Witch cards will drop: Fire

So I think of myself as an individual who dislikes adventure games, but when I look back over the games I've played since starting up this blog, there are a pair of adventure games - Primordia and Morningstar - which I actually look back on positively. And that's my entire line of adventure games, right there, so maybe I'm wrong.

Or maybe those were just good games.

Fire is an adventure (puzzle/exploration) game set in a fantasy stone age world, along the lines of something like There was a Cave Man, or maybe a better example is Bonk's Adventure or the Flintstone's. I wish there was a Bonk's Adventure game on Steam, that would be good to review, since those games are acid trips. The game does not have english writing nor english dialogue, instead conveying information entirely through visual and more basic sounds than pure language. Though it does onga bonga blap blap at you as well, I guess. Basically, Fire is "in the stone age" through the lens of a drug high sliding in the wrong direction toward a bad trip.
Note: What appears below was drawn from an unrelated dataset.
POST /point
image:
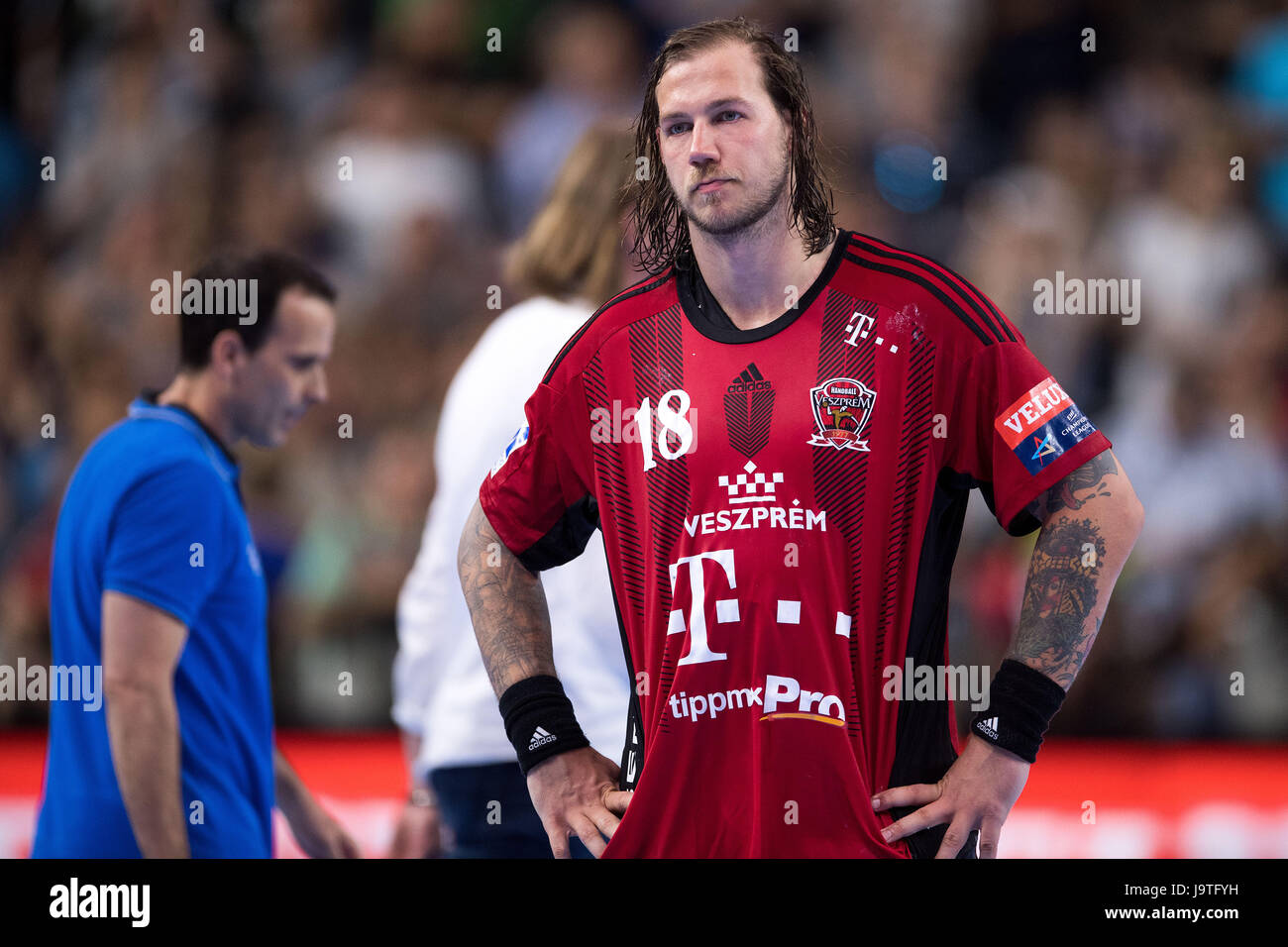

The game's interesting hook is that complete lack of writing; puzzles are not really themed in any meaningful way as per the setting. The last section I bothered to finished had you feeding berries to creatures who looked like cartoon bushes, which would then allow them to play music. Once you lined up the tunes, and then spoke to cavemen in masks, the music would reduce them to meat. You then feed the meat to baby birds, who go back into their eggs and...

Well, you get the idea. Basically, it's not "the stone age", it's just goofy illogical puzzles without much in the way of explanation. The game cheats a little, even, using visual elements that convey speech or convey the meaning behind speech. Pictographs are still text, you know? Visually the game is a total thematic mess, it's pretty obvious the art team just didn't care and made whatever they felt like making. The music and audio, on the other hand, are just there to chill you out and provide gentle ambience while you play. Those are good, or at least, good at suiting what the game needs out of music. I don't think people play Adventure games to rock out while going through the puzzle sections or something.

Basically, the game is a generic puzzle/adventure thing, but entirely lacking any story or narrative structure. You appear on a screen, try to puzzle out the development logic and then you get a firefly that teleports you to the next level. The game's humor is utterly puerile, and the visuals are often weirdly off putting. There's just like, a frog anus or dinosaur brains or people being electrocuted to death to go with happy smiling flowers and dancing dudes who melt into meat. If it was trying to be cute, it would be cute, but instead it halfway tries to be cute and then slops over gore in the other direction.

Basically, I dislike this game, and at about the halfway point I shrugged my shoulders and stopped playing it. The puzzles are a mix of hunting pixels for what you're supposed to click on and then from there warping your brain to logic out puzzles that have so little to do with the setting. Maybe it's normal for adventure games to be so lacking flavor and story, I don't know, but it doesn't feel normal to me.